F1: África a curto prazo, Alemanha a longo prazo e reforço em mercados já explorados
O regresso a África é já um desejo antigo da F1 que, de há algumas épocas para cá, tem sido mais falado e discutido. A F1 não visita o continente desde 1993 (o GP da África do Sul desse ano), e as tentativas recentes para regressar têm produzido conversações com potenciais anfitriões na África do Sul e no Ruanda.
Stefano Domenicali afirmou que esta continua a ser uma região prioritária para a F1, ao mesmo tempo que a organização continua a avaliar manifestações de interesse de outros continentes. O responsável declarou: “As negociações estão a progredir muito bem em África”. Domenicali revelou ainda que existem outras conversações em curso na América do Sul e no Extremo Oriente, além de mais pedidos vindos da China e do Japão. No entanto, no caso chinês, explicou que a F1 prefere, para já, manter apenas uma corrida no país.
Segundo Domenicali, o crescimento da F1 não se aplica apenas a mercados mais recentes, uma vez que as negociações sobre direitos televisivos na Europa demonstram também o interesse de países que perderam corridas nos últimos anos. Usando os exemplos da Alemanha e da França, o responsável explicou que a relação com a Canal+ está a correr bem: “A relação com a Canal+ é fantástica. Não temos Grande Prémio em França, não porque não queiramos, mas… o meu telefone está sempre disponível para termos uma corrida em França, e se eles quiserem fazê-la, estamos aqui.” Acrescentou que a emissora francesa está de facto interessada em prolongar o acordo, já que “os números são realmente bons e o desporto está mesmo num grande momento.”
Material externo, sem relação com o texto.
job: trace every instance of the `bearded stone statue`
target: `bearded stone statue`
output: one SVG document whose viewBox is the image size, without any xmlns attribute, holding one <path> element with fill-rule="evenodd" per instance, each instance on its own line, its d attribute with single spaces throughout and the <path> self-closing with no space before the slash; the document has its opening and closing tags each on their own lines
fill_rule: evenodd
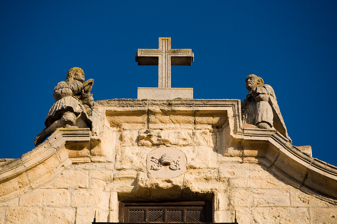
<svg viewBox="0 0 337 224">
<path fill-rule="evenodd" d="M 252 74 L 246 78 L 246 87 L 249 92 L 241 103 L 243 122 L 260 128 L 276 129 L 291 143 L 272 87 Z"/>
<path fill-rule="evenodd" d="M 74 67 L 69 70 L 66 81 L 58 83 L 54 88 L 56 102 L 45 119 L 45 128 L 35 138 L 35 146 L 43 142 L 58 128 L 78 127 L 77 125 L 83 126 L 84 123 L 86 127 L 91 127 L 89 116 L 94 98 L 90 91 L 93 84 L 92 79 L 84 81 L 84 72 L 82 69 Z"/>
</svg>

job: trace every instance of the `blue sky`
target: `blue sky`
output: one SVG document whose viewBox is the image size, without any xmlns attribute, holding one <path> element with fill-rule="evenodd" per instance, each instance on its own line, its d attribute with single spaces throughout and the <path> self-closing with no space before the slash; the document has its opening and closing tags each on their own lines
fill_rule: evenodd
<svg viewBox="0 0 337 224">
<path fill-rule="evenodd" d="M 243 100 L 248 74 L 273 88 L 296 146 L 337 165 L 335 1 L 0 1 L 1 158 L 19 158 L 74 67 L 95 100 L 136 98 L 157 87 L 158 68 L 138 66 L 138 48 L 192 48 L 191 66 L 172 68 L 172 87 L 195 99 Z"/>
</svg>

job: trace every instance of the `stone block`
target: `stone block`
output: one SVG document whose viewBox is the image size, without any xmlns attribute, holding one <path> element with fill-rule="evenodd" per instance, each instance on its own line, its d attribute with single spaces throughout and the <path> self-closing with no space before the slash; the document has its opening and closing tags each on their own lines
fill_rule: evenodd
<svg viewBox="0 0 337 224">
<path fill-rule="evenodd" d="M 5 223 L 5 215 L 6 213 L 5 208 L 0 208 L 0 222 L 2 223 Z"/>
<path fill-rule="evenodd" d="M 229 207 L 230 194 L 218 191 L 214 192 L 214 208 L 213 211 L 225 210 Z"/>
<path fill-rule="evenodd" d="M 153 106 L 149 109 L 150 129 L 194 129 L 194 111 L 161 109 Z"/>
<path fill-rule="evenodd" d="M 72 224 L 75 221 L 75 209 L 43 208 L 39 213 L 39 222 L 36 223 Z"/>
<path fill-rule="evenodd" d="M 266 170 L 254 170 L 250 172 L 250 187 L 252 188 L 289 188 L 290 186 L 284 183 L 275 174 Z"/>
<path fill-rule="evenodd" d="M 136 184 L 137 172 L 135 170 L 122 170 L 114 175 L 114 181 L 110 185 L 111 190 L 118 192 L 129 192 Z"/>
<path fill-rule="evenodd" d="M 44 188 L 84 188 L 89 187 L 89 172 L 84 171 L 65 170 L 49 183 Z"/>
<path fill-rule="evenodd" d="M 41 163 L 56 151 L 56 149 L 52 147 L 48 141 L 45 141 L 23 155 L 21 160 L 26 168 L 29 169 Z"/>
<path fill-rule="evenodd" d="M 39 210 L 36 207 L 8 207 L 7 208 L 6 215 L 7 221 L 6 223 L 8 224 L 40 223 Z"/>
<path fill-rule="evenodd" d="M 312 152 L 311 150 L 311 147 L 310 145 L 304 145 L 302 146 L 296 146 L 300 151 L 305 153 L 306 153 L 311 157 L 312 157 Z"/>
<path fill-rule="evenodd" d="M 253 224 L 309 224 L 309 214 L 305 208 L 258 207 L 251 210 Z"/>
<path fill-rule="evenodd" d="M 20 197 L 20 206 L 67 207 L 70 204 L 70 194 L 65 189 L 36 189 Z"/>
<path fill-rule="evenodd" d="M 157 141 L 160 145 L 187 146 L 191 144 L 192 133 L 191 130 L 164 130 L 158 135 Z"/>
<path fill-rule="evenodd" d="M 105 211 L 97 208 L 86 207 L 76 208 L 76 224 L 91 223 L 96 212 L 96 221 L 106 222 L 108 221 L 108 211 Z"/>
<path fill-rule="evenodd" d="M 214 214 L 215 222 L 234 222 L 236 211 L 237 221 L 239 223 L 249 223 L 249 209 L 236 208 L 227 209 L 224 210 L 215 211 Z"/>
<path fill-rule="evenodd" d="M 94 178 L 90 180 L 90 188 L 103 191 L 109 191 L 110 189 L 109 183 L 106 181 Z"/>
<path fill-rule="evenodd" d="M 111 192 L 110 193 L 110 200 L 109 201 L 109 210 L 110 211 L 118 211 L 118 198 L 117 192 Z"/>
<path fill-rule="evenodd" d="M 124 130 L 122 132 L 119 136 L 119 140 L 121 146 L 129 146 L 137 145 L 138 130 Z"/>
<path fill-rule="evenodd" d="M 118 212 L 117 210 L 110 211 L 109 211 L 109 215 L 108 216 L 108 222 L 118 222 Z"/>
<path fill-rule="evenodd" d="M 29 182 L 25 173 L 7 180 L 0 184 L 0 196 L 8 194 L 26 187 Z"/>
<path fill-rule="evenodd" d="M 45 180 L 48 180 L 60 164 L 61 162 L 54 154 L 43 162 L 28 170 L 26 174 L 31 182 L 34 182 L 34 184 L 32 184 L 33 186 L 37 186 L 44 182 Z"/>
<path fill-rule="evenodd" d="M 104 132 L 101 141 L 93 141 L 90 151 L 90 158 L 93 162 L 113 162 L 118 133 L 104 125 Z"/>
<path fill-rule="evenodd" d="M 311 223 L 337 223 L 337 208 L 311 208 L 309 209 Z"/>
<path fill-rule="evenodd" d="M 235 189 L 230 193 L 231 205 L 237 207 L 249 207 L 253 205 L 253 193 L 245 189 Z"/>
<path fill-rule="evenodd" d="M 201 192 L 217 191 L 221 186 L 218 181 L 218 172 L 216 169 L 187 170 L 183 182 L 183 190 L 187 188 Z"/>
<path fill-rule="evenodd" d="M 107 181 L 112 181 L 114 172 L 112 170 L 93 170 L 90 172 L 90 177 Z"/>
<path fill-rule="evenodd" d="M 152 150 L 149 148 L 126 146 L 118 148 L 116 152 L 116 170 L 127 170 L 144 168 L 146 157 Z"/>
<path fill-rule="evenodd" d="M 222 178 L 247 178 L 249 176 L 249 171 L 240 168 L 219 169 L 219 175 L 221 180 Z"/>
<path fill-rule="evenodd" d="M 19 205 L 19 198 L 14 197 L 10 200 L 0 201 L 0 207 L 7 206 L 18 206 Z"/>
<path fill-rule="evenodd" d="M 241 148 L 228 147 L 224 148 L 222 153 L 225 157 L 241 157 L 242 156 L 242 151 Z"/>
<path fill-rule="evenodd" d="M 226 111 L 196 110 L 195 116 L 197 129 L 222 128 L 228 122 Z"/>
<path fill-rule="evenodd" d="M 186 146 L 180 148 L 186 155 L 187 167 L 192 169 L 216 168 L 216 153 L 208 146 Z"/>
<path fill-rule="evenodd" d="M 113 162 L 88 162 L 71 165 L 70 169 L 74 170 L 113 170 L 115 164 Z"/>
<path fill-rule="evenodd" d="M 118 130 L 142 129 L 146 128 L 147 110 L 109 111 L 105 112 L 106 120 L 110 126 Z"/>
<path fill-rule="evenodd" d="M 71 194 L 72 207 L 93 207 L 108 211 L 110 193 L 94 189 L 75 189 Z"/>
<path fill-rule="evenodd" d="M 288 190 L 262 189 L 253 190 L 255 206 L 290 206 Z"/>
<path fill-rule="evenodd" d="M 228 180 L 228 186 L 231 189 L 248 188 L 249 180 L 248 178 L 230 178 Z"/>
<path fill-rule="evenodd" d="M 202 146 L 214 148 L 216 146 L 216 135 L 209 130 L 194 130 L 192 146 Z"/>
<path fill-rule="evenodd" d="M 193 99 L 193 88 L 138 87 L 139 100 L 173 100 L 176 98 Z"/>
<path fill-rule="evenodd" d="M 304 193 L 298 189 L 290 188 L 290 203 L 293 207 L 328 207 L 328 202 Z M 337 206 L 335 206 L 337 208 Z"/>
</svg>

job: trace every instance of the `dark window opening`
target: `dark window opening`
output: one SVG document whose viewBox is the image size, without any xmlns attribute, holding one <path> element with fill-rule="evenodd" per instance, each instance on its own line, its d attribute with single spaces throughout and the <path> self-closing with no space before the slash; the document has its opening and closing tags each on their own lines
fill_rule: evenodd
<svg viewBox="0 0 337 224">
<path fill-rule="evenodd" d="M 210 202 L 137 202 L 119 204 L 119 222 L 124 223 L 210 223 Z"/>
</svg>

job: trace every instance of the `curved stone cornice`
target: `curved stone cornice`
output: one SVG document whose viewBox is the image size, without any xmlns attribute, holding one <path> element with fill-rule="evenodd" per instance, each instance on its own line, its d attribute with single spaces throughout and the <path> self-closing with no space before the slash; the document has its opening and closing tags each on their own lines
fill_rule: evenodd
<svg viewBox="0 0 337 224">
<path fill-rule="evenodd" d="M 68 157 L 56 155 L 59 149 L 67 143 L 87 143 L 89 144 L 91 133 L 89 128 L 59 128 L 43 143 L 23 155 L 21 158 L 0 166 L 0 184 L 9 183 L 8 184 L 10 187 L 4 189 L 4 192 L 1 192 L 0 199 L 10 198 L 16 192 L 21 193 L 37 186 L 39 185 L 39 179 L 48 173 L 52 173 L 58 167 L 67 163 L 67 161 L 69 160 Z M 39 170 L 38 165 L 52 157 L 53 159 L 54 165 L 45 166 L 43 169 Z M 71 161 L 68 161 L 68 163 L 71 162 Z M 34 179 L 26 173 L 34 169 L 36 169 L 35 172 L 37 173 L 44 173 L 35 175 L 37 177 Z M 15 183 L 17 182 L 20 184 L 16 185 Z M 2 187 L 2 189 L 6 187 L 3 185 Z"/>
<path fill-rule="evenodd" d="M 276 131 L 243 128 L 240 100 L 186 99 L 167 101 L 121 99 L 95 102 L 93 111 L 92 134 L 89 128 L 59 129 L 47 141 L 23 155 L 21 158 L 0 166 L 0 184 L 5 185 L 6 182 L 10 181 L 22 183 L 20 186 L 11 187 L 2 192 L 0 199 L 5 198 L 5 195 L 6 198 L 9 198 L 13 194 L 21 193 L 25 189 L 40 184 L 42 182 L 38 180 L 42 178 L 40 175 L 35 175 L 37 177 L 33 179 L 28 173 L 49 158 L 55 161 L 53 166 L 44 168 L 41 170 L 43 171 L 38 172 L 52 173 L 52 171 L 49 171 L 54 170 L 56 167 L 67 163 L 71 163 L 72 160 L 67 154 L 66 156 L 57 154 L 59 149 L 66 143 L 85 143 L 92 152 L 95 150 L 95 147 L 104 150 L 106 146 L 101 147 L 99 144 L 106 138 L 103 136 L 107 130 L 111 133 L 118 132 L 127 129 L 130 124 L 137 125 L 136 129 L 160 129 L 160 119 L 167 118 L 171 122 L 171 115 L 182 117 L 169 124 L 172 125 L 170 127 L 173 127 L 172 128 L 176 126 L 187 128 L 187 124 L 190 124 L 191 128 L 197 127 L 202 128 L 208 125 L 211 129 L 223 130 L 222 135 L 229 138 L 226 139 L 228 144 L 241 146 L 238 150 L 241 153 L 239 156 L 224 153 L 219 156 L 239 156 L 243 160 L 246 158 L 265 158 L 270 162 L 266 165 L 269 170 L 290 185 L 305 192 L 312 191 L 316 192 L 314 194 L 317 197 L 337 203 L 337 167 L 302 152 Z M 183 117 L 184 116 L 185 118 Z M 122 118 L 119 120 L 120 118 Z M 179 123 L 179 120 L 185 123 Z M 211 123 L 205 124 L 205 121 Z M 109 145 L 111 143 L 113 143 L 105 144 L 113 147 Z M 109 153 L 102 154 L 101 157 L 106 157 L 106 159 L 101 161 L 111 159 L 108 157 L 113 157 L 112 153 Z M 90 159 L 87 158 L 90 161 Z M 95 161 L 92 157 L 91 159 Z"/>
</svg>

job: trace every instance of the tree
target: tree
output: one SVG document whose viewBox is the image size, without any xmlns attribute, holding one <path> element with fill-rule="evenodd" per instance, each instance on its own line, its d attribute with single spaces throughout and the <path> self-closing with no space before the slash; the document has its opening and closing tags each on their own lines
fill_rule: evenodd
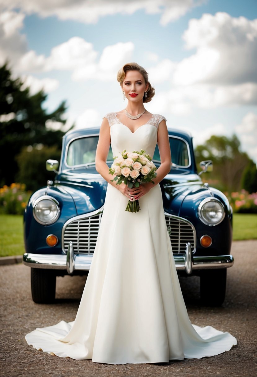
<svg viewBox="0 0 257 377">
<path fill-rule="evenodd" d="M 64 125 L 65 101 L 50 113 L 42 107 L 47 96 L 43 90 L 31 95 L 19 78 L 12 78 L 5 64 L 0 67 L 0 184 L 9 185 L 17 177 L 17 156 L 23 148 L 41 144 L 60 150 L 64 132 L 47 129 L 47 121 Z M 25 182 L 26 183 L 26 182 Z"/>
<path fill-rule="evenodd" d="M 245 170 L 250 162 L 253 163 L 246 153 L 240 150 L 240 142 L 234 135 L 231 138 L 213 135 L 204 145 L 196 147 L 195 155 L 198 163 L 202 160 L 213 160 L 212 180 L 218 181 L 218 188 L 229 192 L 242 188 Z"/>
<path fill-rule="evenodd" d="M 243 187 L 250 193 L 257 192 L 257 169 L 253 161 L 249 161 L 245 169 L 242 179 Z"/>
<path fill-rule="evenodd" d="M 16 157 L 19 167 L 18 182 L 24 182 L 27 190 L 35 191 L 45 186 L 48 179 L 54 180 L 56 173 L 48 172 L 46 162 L 48 159 L 60 161 L 61 151 L 56 146 L 24 148 Z"/>
</svg>

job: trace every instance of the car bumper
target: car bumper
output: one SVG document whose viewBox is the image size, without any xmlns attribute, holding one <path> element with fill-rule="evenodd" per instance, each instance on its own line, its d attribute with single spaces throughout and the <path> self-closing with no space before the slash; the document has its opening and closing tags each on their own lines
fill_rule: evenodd
<svg viewBox="0 0 257 377">
<path fill-rule="evenodd" d="M 67 254 L 25 253 L 23 255 L 23 262 L 26 265 L 33 268 L 66 270 L 68 273 L 71 274 L 75 271 L 89 271 L 93 255 L 75 254 L 72 243 L 70 242 Z M 188 274 L 193 270 L 227 268 L 234 264 L 234 258 L 230 254 L 193 257 L 189 243 L 187 244 L 184 254 L 173 256 L 177 270 L 185 271 Z"/>
</svg>

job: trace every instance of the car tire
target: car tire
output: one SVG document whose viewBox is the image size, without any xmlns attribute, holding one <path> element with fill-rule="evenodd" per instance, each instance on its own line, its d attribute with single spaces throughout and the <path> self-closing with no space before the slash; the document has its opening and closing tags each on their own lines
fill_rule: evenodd
<svg viewBox="0 0 257 377">
<path fill-rule="evenodd" d="M 42 268 L 31 268 L 31 274 L 32 299 L 37 303 L 50 303 L 55 297 L 56 274 L 55 271 Z"/>
<path fill-rule="evenodd" d="M 226 268 L 207 270 L 200 276 L 200 296 L 208 306 L 220 306 L 226 294 Z"/>
</svg>

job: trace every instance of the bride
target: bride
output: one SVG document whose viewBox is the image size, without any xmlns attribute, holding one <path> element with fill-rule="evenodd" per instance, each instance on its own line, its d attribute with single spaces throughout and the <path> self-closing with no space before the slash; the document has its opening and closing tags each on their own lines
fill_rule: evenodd
<svg viewBox="0 0 257 377">
<path fill-rule="evenodd" d="M 108 364 L 168 362 L 200 359 L 230 349 L 236 339 L 208 326 L 192 325 L 175 266 L 159 182 L 170 172 L 166 120 L 144 104 L 155 89 L 145 70 L 126 64 L 117 75 L 128 103 L 103 119 L 96 155 L 97 172 L 108 183 L 95 250 L 75 320 L 38 328 L 25 339 L 44 352 Z M 151 183 L 116 185 L 106 161 L 143 149 L 161 164 Z M 125 211 L 128 199 L 141 210 Z"/>
</svg>

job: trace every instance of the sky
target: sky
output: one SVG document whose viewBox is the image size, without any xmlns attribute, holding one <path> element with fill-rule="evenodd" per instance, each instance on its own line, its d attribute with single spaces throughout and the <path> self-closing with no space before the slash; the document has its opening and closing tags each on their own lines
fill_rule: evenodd
<svg viewBox="0 0 257 377">
<path fill-rule="evenodd" d="M 235 133 L 257 162 L 257 0 L 0 0 L 6 60 L 49 112 L 66 101 L 67 129 L 124 109 L 117 72 L 136 62 L 156 89 L 148 110 L 195 145 Z"/>
</svg>

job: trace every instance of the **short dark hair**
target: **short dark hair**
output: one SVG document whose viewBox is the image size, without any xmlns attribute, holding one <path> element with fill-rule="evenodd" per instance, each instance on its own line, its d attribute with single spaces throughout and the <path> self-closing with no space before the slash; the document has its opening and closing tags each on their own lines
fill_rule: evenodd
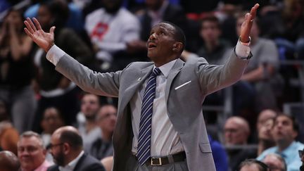
<svg viewBox="0 0 304 171">
<path fill-rule="evenodd" d="M 35 137 L 38 139 L 39 142 L 40 143 L 40 146 L 44 148 L 44 142 L 42 139 L 42 137 L 37 132 L 32 132 L 32 131 L 27 131 L 23 132 L 20 137 L 19 137 L 19 141 L 23 139 L 23 138 L 30 138 L 30 137 Z"/>
<path fill-rule="evenodd" d="M 277 119 L 280 117 L 280 116 L 284 116 L 288 118 L 289 118 L 289 120 L 291 120 L 291 122 L 293 124 L 293 129 L 294 131 L 296 131 L 298 133 L 300 132 L 300 125 L 299 123 L 298 122 L 298 121 L 296 120 L 296 118 L 293 115 L 286 115 L 284 113 L 279 113 L 277 117 L 274 118 L 274 122 L 277 120 Z"/>
<path fill-rule="evenodd" d="M 250 159 L 246 159 L 246 160 L 243 160 L 239 165 L 238 170 L 241 170 L 241 169 L 245 165 L 257 165 L 258 167 L 259 168 L 259 171 L 267 171 L 268 170 L 268 166 L 265 163 L 264 163 L 261 161 L 259 161 L 256 159 L 254 159 L 254 158 L 250 158 Z"/>
<path fill-rule="evenodd" d="M 183 44 L 183 48 L 182 49 L 181 52 L 183 51 L 186 46 L 186 36 L 184 31 L 179 27 L 172 23 L 168 21 L 163 21 L 162 23 L 169 24 L 175 28 L 174 39 L 175 40 Z"/>
<path fill-rule="evenodd" d="M 75 132 L 70 130 L 63 131 L 59 140 L 61 143 L 68 143 L 75 150 L 82 148 L 82 138 Z"/>
</svg>

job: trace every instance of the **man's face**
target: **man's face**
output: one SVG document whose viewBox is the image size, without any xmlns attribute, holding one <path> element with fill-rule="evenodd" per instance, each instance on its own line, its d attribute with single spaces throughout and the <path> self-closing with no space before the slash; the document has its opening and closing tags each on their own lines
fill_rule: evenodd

Quanto à Alemanha, Domenicali afirmou que, pela primeira vez, a F1 está a retomar contacto com os responsáveis de Hockenheim para avaliar se, no futuro — a longo prazo, não a curto prazo —, o circuito poderá voltar a receber uma corrida. O responsável destacou também a evolução comercial no mercado alemão: “Com o acordo que temos com a RTL, os números estão a ficar diferentes, e no novo concurso no mercado alemão, vamos ter, pela primeira vez, mais do que um operador interessado em fazer parte deste concurso.” Para Domenicali, isso constitui “mais um sinal de que, na Europa, que é um mercado muito importante para nós, a atenção está a ficar ainda maior.”